I made a tool to organize file content in a specific way. These files are located all over my pc which runs on Windows 7. The tool is made up of two parts: 1 the interface holding a form. 2 the script to do the work.
Instead of having to manually write the full path to a certain directory to the main script, I'd rather have the tool search for it and retrieve it seamlessly. I'm thinking of maybe adding a textfield and a button, in which I can enter the directory's name I'm looking for and after clicking the button, retrieve the directory's full pathname, print it to the same textfield and then pass it along to the program itself.
I've searched for several day for ways to have PHP interact with Windows (maybe with window's search object), but all I've found is very looong documentation on the COM and then on the NET. These however seem to strictly deal with accessing Office objects, since most of the available examples are about Excel or Word objects.
How can I accomplish the functionality I want to add to my interface?
To avoid further confusion, this is the image of the Window's object I'm referring to > Windows Starup Search Field
Use this handy function - just point it to the root of your filesystem and it will return an array with all the matching files - I mean, matched by the regular expression pattern you provide to the function.
// PREG_FIND_RECURSIVE - go into subdirectorys looking for more files
// PREG_FIND_DIRMATCH - return directorys that match the pattern also
// PREG_FIND_DIRONLY - return only directorys that match the pattern (no files)
// PREG_FIND_FULLPATH - search for the pattern in the full path (dir+file)

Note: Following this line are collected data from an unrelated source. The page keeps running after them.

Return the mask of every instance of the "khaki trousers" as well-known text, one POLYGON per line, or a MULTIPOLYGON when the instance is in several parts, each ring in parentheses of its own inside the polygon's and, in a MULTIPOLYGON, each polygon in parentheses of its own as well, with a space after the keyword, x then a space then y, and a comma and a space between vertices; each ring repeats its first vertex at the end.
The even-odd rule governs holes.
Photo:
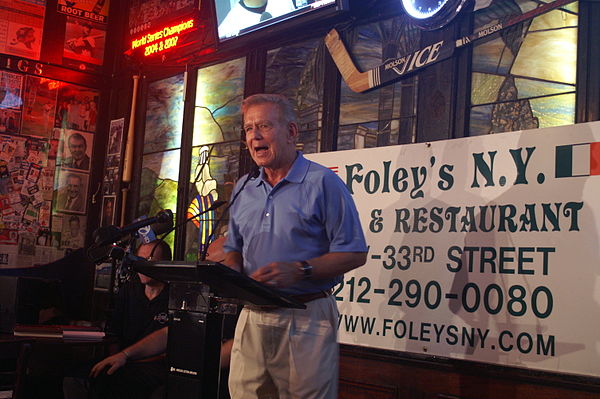
POLYGON ((333 296, 307 309, 240 314, 231 354, 232 399, 336 399, 338 310, 333 296))

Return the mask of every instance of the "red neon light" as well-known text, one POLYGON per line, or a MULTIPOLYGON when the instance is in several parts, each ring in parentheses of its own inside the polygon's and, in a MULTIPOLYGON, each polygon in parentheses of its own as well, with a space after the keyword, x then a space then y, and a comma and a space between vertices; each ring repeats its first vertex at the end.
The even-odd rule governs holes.
POLYGON ((144 55, 160 53, 165 50, 172 49, 179 42, 179 34, 194 29, 194 19, 181 22, 177 25, 165 26, 153 33, 148 33, 131 41, 129 51, 134 51, 138 48, 144 49, 144 55))

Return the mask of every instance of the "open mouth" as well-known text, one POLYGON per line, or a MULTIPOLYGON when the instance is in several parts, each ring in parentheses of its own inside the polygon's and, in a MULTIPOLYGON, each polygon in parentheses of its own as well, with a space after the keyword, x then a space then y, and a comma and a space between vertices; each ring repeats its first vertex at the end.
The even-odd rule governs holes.
POLYGON ((254 152, 257 155, 260 155, 262 153, 265 153, 268 149, 269 149, 269 147, 267 147, 266 145, 265 146, 256 146, 256 147, 254 147, 254 152))

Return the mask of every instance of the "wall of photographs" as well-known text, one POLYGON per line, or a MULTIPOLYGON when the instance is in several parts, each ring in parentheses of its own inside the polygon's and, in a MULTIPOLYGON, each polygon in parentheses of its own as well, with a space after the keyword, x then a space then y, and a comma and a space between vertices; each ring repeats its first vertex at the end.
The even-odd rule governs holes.
POLYGON ((84 245, 97 90, 0 71, 0 267, 84 245))
POLYGON ((0 268, 45 264, 85 244, 100 92, 54 78, 95 79, 109 7, 0 0, 0 268))

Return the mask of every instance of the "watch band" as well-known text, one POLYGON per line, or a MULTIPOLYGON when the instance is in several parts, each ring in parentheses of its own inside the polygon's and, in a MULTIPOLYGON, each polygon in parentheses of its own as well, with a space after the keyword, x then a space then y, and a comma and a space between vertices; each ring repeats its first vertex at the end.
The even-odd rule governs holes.
POLYGON ((312 277, 313 267, 309 265, 308 262, 305 260, 300 261, 300 265, 300 270, 302 271, 302 278, 304 280, 310 279, 312 277))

// PREG_FIND_NEGATE - return files that don't match the pattern
// PREG_FIND_RETURNASSOC - Instead of just returning a plain array of matches,
// return an associative array with file stats
// to use more than one simply seperate them with a | character
define('PREG_FIND_RECURSIVE', 1);
define('PREG_FIND_DIRMATCH', 2);
define('PREG_FIND_FULLPATH', 4);
define('PREG_FIND_NEGATE', 8);
define('PREG_FIND_DIRONLY', 16);
define('PREG_FIND_RETURNASSOC', 32);
function preg_find($pattern, $start_dir='.', $args=NULL)
{
$files_matched = array();
$fh = #opendir($start_dir);
if($fh)
{
while (($file = readdir($fh)) !== false)
{
if (strcmp($file, '.')==0 || strcmp($file, '..')==0) continue;
$filepath = $start_dir . '/' . $file;
if (preg_match($pattern, ($args & PREG_FIND_FULLPATH) ? $filepath : $file))
{
$doadd = is_file($filepath)
|| (is_dir($filepath) && ($args & PREG_FIND_DIRMATCH))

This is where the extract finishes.